First it was Shoppertrak, then it was the National Retail Federation, then it was IBM, and now, with its own set of internal data, here is Bank of America slamming the door shut on US retail spending as a source of Q4 growth, and proving once and for all that the extended Thanksgiving-weekend, and the start to US holiday spending season, was the biggest dud since Lehman.

From BofA:

The BAC internal data showed a sluggish start to the holiday shopping season. Spending on BAC credit and debit cards over Thanksgiving and Black Friday declined 1.6% yoy. In order to restrict the sample to holiday-related spending, we are measuring “core control” sales, which nets out food services, gasoline, building materials and autos, making it a comparable sample to the Census Bureau’s data. While not as dismal as the 11% yoy decline reported by the National Retail Federation (NRF), our data supports the weak anecdotes.


This is how the data looks in context, courtesy of Goldman. As we said: biggest dud since Lehman.

Of course, it wouldn't be a conflicted sell-side firm whose year end bonus is dependent on boosting confidence in a global pyramid scheme if BofA didn't provide at least some silver lining. Which it did.

Although this is clearly a negative signal, it does not mean the overall holiday shopping season will be a bust, in our view. As Chart 1 shows, the NRF data has no correlation (actually an inverse relationship) with overall holiday sales from the Census Bureau.

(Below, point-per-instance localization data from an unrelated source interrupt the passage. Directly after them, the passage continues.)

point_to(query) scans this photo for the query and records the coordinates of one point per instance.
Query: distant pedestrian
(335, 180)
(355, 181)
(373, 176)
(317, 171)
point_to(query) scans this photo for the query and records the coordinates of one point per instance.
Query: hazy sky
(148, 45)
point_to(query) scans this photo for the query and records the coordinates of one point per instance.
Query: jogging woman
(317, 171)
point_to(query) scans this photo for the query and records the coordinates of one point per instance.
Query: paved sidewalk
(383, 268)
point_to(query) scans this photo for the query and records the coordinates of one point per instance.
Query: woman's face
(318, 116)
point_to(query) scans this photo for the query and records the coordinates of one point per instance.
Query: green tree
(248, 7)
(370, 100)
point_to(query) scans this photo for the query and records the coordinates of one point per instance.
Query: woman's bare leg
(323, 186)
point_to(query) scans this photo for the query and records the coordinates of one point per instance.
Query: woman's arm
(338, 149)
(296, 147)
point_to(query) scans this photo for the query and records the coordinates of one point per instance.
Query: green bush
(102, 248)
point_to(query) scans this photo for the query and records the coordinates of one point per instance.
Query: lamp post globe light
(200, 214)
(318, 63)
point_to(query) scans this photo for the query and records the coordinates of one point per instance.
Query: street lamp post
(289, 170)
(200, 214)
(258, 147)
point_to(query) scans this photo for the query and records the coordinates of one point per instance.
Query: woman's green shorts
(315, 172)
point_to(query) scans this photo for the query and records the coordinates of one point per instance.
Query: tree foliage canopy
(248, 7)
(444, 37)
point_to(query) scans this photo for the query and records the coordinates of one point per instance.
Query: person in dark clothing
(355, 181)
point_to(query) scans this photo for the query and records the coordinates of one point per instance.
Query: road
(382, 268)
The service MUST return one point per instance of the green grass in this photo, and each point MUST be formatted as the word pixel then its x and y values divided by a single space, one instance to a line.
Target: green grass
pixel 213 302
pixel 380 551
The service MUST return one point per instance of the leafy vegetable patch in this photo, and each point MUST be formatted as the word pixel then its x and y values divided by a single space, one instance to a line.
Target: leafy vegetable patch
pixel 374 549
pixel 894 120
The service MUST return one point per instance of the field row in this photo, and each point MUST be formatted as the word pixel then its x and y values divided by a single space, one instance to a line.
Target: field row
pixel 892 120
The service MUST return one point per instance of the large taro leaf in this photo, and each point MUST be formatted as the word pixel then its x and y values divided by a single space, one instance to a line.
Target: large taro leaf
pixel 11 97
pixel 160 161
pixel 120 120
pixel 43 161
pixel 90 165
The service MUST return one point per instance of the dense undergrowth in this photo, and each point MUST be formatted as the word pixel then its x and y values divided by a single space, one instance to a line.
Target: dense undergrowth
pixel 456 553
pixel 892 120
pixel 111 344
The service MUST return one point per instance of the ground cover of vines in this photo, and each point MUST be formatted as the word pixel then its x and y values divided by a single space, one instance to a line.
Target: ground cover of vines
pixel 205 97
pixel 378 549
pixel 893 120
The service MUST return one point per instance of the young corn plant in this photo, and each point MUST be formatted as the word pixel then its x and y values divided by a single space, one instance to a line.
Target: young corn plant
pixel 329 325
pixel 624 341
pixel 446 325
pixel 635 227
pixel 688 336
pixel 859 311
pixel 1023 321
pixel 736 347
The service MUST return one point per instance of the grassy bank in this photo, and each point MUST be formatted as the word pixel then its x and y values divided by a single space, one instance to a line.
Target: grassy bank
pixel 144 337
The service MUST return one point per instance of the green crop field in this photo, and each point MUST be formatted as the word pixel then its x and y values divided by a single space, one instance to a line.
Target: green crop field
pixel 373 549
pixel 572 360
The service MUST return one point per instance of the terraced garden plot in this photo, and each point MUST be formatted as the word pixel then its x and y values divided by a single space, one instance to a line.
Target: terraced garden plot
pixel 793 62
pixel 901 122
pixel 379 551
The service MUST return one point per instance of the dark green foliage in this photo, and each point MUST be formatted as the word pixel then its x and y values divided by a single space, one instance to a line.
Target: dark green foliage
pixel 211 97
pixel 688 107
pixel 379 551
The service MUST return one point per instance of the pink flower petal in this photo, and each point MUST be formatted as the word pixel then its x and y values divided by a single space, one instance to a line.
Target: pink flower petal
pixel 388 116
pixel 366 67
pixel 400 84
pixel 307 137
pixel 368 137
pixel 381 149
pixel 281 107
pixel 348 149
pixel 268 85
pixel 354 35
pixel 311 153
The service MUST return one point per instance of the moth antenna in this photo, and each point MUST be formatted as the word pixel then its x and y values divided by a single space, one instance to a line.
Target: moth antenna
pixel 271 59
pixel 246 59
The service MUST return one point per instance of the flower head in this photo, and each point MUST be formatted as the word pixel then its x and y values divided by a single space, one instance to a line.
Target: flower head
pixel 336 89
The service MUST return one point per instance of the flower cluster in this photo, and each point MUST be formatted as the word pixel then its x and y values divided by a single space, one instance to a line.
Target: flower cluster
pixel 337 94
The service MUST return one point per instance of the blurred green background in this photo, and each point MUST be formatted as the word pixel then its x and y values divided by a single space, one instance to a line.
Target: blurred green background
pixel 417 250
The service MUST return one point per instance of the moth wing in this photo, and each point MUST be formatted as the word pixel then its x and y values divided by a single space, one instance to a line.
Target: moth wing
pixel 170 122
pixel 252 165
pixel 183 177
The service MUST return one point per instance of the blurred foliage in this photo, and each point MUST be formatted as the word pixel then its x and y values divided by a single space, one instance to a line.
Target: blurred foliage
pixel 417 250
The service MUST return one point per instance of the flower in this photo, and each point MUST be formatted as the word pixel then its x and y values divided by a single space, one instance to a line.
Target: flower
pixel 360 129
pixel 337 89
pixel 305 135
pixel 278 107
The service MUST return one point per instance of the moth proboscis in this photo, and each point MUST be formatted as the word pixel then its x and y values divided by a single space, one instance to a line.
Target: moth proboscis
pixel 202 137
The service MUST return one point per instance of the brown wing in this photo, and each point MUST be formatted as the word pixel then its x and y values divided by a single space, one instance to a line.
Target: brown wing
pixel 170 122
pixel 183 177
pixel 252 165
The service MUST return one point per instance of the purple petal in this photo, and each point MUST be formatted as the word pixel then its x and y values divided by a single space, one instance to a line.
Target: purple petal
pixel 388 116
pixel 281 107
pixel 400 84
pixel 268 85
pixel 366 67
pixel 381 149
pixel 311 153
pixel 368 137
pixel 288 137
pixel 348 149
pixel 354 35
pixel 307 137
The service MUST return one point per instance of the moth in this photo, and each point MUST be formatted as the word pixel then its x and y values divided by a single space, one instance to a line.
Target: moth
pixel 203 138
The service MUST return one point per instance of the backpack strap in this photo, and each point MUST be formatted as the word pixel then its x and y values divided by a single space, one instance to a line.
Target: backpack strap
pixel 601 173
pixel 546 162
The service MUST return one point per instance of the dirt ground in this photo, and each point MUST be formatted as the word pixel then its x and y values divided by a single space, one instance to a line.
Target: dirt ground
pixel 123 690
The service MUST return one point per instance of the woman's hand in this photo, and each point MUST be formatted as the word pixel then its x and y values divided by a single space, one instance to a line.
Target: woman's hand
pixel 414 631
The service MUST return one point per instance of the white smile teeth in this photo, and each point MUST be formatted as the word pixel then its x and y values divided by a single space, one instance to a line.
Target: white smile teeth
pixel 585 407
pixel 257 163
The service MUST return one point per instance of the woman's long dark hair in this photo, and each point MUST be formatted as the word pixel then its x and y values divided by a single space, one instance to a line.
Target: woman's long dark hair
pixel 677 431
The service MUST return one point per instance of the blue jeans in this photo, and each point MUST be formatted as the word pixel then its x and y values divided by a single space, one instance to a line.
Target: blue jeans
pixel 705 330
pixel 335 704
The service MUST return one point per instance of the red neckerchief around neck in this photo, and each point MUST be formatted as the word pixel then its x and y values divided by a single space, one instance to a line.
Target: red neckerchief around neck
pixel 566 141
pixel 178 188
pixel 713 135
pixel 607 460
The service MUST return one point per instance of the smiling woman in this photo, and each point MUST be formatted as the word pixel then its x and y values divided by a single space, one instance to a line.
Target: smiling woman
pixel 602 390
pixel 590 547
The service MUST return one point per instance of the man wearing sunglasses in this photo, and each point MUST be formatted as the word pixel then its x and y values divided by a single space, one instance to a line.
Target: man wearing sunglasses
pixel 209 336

The BAC data historically have a better fit, since it measures actual sales unlike the surveys, but it still has fairly low forecasting power. There are a few reasons to advise caution when interpreting Black Friday sales. For one, measuring sales over a two-day period is naturally noisy, but particularly since retailers adjust the promotion schedule over the years. As we show in Chart 2, the promotions start earlier each year making the “door buster” deals of Black Friday less appealing. Moreover, the shift toward online shopping provides greater access to sales and incentives, also taking the focus away from Black Friday. The bottom line is that while we tempered our optimism, we still look for holiday sales to increase this year given the improving economic backdrop.


Well, at least BofA didn't use the NRF's idiotic "the economy is too strong for shopper to need a deal" excuse. As for the spin: yes, there is still hope. Because otherwise how would one explain spending slumping to recessionary levels at a time when the Departments of Truth would have everyone believe unemployment is the lowest in nearly a decade, while GDP is supposedly growing at a pace not seen since in years (the real story of America's "adjusted" GDP was explained here).